Exploratory Data Analysis and Feature Engineering:

https://nbviewer.org/github/ydkahin/jupyter-notebooks/blob/master/notebooks/quora-views-challenge/quora_views_challenge-partiii-EDA_and_feature_engineering.ipynb

Summary:

  • Started using plotnine. Plotnine is an implementation of a grammar of graphics in Python, it is based on ggplot2.
  • Made insightful plots and practiced data visualization with plotnine.
  • Made a few functions to calculate correlation between custom columns and __ans__ including one that calculates the correlation betweeen __ans__ and a boolean column of question texts including a combination of words
  • Created two new features.

More Feature Engineering using Keywords:

https://nbviewer.org/github/ydkahin/jupyter-notebooks/blob/master/notebooks/quora-views-challenge/quora_views_challenge_partiii-more_text_analysis.ipynb

Summary:

  • Continuation of the previous notebook.
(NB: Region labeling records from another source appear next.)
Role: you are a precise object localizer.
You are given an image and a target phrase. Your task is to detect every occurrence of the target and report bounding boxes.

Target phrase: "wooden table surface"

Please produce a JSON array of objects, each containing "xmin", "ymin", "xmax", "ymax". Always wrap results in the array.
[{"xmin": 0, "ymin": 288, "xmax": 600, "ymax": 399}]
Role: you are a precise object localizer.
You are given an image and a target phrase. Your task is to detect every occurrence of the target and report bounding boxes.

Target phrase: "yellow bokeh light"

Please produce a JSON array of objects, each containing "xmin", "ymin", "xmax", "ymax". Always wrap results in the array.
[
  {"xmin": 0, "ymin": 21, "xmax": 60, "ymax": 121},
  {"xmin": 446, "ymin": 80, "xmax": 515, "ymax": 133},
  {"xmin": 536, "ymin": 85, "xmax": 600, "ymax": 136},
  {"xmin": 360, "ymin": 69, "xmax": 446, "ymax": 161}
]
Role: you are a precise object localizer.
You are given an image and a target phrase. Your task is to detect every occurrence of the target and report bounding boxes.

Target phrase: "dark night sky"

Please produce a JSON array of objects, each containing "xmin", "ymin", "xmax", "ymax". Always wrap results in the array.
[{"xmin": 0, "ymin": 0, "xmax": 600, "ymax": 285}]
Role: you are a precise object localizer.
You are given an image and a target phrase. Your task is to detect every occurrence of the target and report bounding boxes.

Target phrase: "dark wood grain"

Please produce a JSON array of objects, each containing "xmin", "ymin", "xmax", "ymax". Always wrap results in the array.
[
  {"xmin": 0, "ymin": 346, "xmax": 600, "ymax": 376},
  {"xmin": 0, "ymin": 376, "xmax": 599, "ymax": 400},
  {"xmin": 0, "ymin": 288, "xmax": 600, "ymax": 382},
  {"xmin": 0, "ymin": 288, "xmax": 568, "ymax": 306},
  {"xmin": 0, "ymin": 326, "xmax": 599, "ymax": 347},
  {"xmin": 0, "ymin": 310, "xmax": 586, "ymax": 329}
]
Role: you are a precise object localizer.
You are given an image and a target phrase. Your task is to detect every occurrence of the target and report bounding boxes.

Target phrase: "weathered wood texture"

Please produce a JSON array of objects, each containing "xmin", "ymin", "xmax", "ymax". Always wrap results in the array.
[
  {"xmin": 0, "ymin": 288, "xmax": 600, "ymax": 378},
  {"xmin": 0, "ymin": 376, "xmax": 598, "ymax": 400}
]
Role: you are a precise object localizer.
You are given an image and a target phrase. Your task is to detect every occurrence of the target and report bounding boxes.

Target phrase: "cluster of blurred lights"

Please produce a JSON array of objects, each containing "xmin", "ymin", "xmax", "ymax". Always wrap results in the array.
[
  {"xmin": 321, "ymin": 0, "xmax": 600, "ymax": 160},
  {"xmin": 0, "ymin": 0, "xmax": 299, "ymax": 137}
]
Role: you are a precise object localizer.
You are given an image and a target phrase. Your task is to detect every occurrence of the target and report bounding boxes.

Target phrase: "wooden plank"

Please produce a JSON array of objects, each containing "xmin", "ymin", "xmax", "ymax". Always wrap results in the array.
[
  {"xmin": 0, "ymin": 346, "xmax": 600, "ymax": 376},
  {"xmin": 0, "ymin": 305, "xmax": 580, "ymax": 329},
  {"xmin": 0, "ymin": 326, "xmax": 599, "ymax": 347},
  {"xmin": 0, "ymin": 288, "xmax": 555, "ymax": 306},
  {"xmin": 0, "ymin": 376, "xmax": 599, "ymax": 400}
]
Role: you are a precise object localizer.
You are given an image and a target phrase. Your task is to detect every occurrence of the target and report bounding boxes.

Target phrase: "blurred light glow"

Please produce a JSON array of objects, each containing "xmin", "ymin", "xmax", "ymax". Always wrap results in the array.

A few more plots and analysis.
  • Explored combination of words using the function in the above notebook.

Regression with the New Features:

https://nbviewer.org/github/ydkahin/jupyter-notebooks/blob/master/notebooks/quora-views-challenge/quora_views_challenge-partiii-Regression_with_the_new_features.ipynb=force_flush

Summary:

  • Added the progress from all the previous notebooks as features to the training datafram.
  • Applied Robust scaling to the training dataframe.
  • Compared the correlation matrix (i.e., th emanheatmaps) of the features with target to the correlation matrix of the log of the features.
  • With the new features in place, trained linear, decision tree, and random forest tree regression models.
  • To improve the random forest model, applied GridSearchCV.
  • Fine tuned the hyperparameters of the Random Forest Regressor.

Conclusion:

This project more than anything has been a learning experience where I put the machine learning, data visualization, and cleaning lessons in practice. The results from the models weren’t impressive. But the lack of challenge goals (set by Quora) also made it hard to track how well my efforts were to reaching an acceptable model. Therefore, I will put the project to halt here.